Assembly of muscle sarcomeres is a complex dynamic process and involves a large number of proteins. A growing number of these have regulatory functions and are transiently present in the myofibril. We show here that the novel tubulin-associated RING/B-box protein MURF2 associates transiently with microtubules, myosin and titin during sarcomere assembly. During sarcomere assembly, MURF2 first associates with microtubules at the exclusion of tyrosinated tubulin. Then, MURF2-labelled microtubules associate transiently with sarcomeric myosin and later with A-band titin when non-striated myofibrils differentiate into mature sarcomeres. Finally, MURF2 labelled microtubules disappear from the sarcomere after the incorporation of myosin filaments and the elongation of titin.
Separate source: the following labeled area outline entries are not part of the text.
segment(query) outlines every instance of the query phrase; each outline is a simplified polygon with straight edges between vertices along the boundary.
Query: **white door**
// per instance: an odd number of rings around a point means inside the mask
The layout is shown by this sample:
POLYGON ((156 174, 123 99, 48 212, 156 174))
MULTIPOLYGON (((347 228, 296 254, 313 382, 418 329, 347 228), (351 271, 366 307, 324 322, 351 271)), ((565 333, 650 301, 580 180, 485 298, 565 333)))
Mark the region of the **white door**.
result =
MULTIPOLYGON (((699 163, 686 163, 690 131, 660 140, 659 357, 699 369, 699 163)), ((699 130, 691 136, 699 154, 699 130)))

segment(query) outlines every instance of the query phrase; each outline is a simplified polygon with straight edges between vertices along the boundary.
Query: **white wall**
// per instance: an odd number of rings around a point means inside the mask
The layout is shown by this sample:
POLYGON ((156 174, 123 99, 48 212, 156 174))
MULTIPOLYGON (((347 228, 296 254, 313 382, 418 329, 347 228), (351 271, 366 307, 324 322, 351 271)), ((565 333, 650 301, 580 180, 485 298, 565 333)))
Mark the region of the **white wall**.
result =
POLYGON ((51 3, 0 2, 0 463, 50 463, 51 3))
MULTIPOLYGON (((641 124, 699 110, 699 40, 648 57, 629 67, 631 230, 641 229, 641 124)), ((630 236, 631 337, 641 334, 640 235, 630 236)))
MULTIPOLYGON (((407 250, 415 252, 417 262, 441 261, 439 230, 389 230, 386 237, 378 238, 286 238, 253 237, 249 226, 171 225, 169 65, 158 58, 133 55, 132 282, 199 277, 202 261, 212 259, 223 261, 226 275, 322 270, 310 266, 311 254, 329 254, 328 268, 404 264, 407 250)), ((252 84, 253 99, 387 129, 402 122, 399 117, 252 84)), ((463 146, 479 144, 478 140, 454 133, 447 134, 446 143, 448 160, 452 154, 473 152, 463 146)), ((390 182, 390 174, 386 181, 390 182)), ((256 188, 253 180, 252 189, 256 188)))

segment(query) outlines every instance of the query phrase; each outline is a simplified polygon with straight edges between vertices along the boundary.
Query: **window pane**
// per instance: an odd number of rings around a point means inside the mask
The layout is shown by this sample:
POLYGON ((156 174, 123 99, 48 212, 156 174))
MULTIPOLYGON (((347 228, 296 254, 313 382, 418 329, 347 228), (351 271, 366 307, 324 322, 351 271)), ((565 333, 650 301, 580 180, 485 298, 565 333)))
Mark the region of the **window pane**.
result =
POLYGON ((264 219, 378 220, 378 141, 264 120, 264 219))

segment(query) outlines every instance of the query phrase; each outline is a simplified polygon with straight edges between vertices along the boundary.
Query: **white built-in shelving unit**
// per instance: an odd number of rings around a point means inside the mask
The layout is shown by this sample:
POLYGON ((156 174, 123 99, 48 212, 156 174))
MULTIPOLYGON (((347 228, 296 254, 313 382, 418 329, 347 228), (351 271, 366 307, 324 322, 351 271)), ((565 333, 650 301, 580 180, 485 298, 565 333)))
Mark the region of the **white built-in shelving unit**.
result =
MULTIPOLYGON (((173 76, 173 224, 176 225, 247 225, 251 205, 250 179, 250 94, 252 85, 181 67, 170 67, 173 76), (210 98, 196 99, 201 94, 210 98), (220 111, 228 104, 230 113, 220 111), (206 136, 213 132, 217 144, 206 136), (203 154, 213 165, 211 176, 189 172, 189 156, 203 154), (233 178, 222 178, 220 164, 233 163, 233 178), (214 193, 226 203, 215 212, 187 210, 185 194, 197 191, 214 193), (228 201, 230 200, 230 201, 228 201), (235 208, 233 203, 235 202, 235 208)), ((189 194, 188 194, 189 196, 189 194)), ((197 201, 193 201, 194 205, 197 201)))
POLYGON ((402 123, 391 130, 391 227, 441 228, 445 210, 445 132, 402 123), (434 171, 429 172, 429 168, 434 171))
This suggests that the incorporation of myosin into nascent sarcomeres and the elongation of titin require an active, microtubule-dependent transport process and that MURF2-associated microtubules play a role in the alignment and extension of nascent sarcomeres. MURF2 is expressed in at least four isoforms, of which a 27 kDa isoform is cardiac specific. A C-terminal isoform is generated by alternative reading frame use, a novelty in muscle proteins. In mature cardiac sarcomeres, endogenous MURF2 can associate with the M-band, and is translocated to the nucleus. MURF2 can therefore act as a transient adaptor between microtubules, titin and nascent myosin filaments, as well as being involved in signalling from the sarcomere to the nucleus.

PMID:
12414993
[PubMed - indexed for MEDLINE]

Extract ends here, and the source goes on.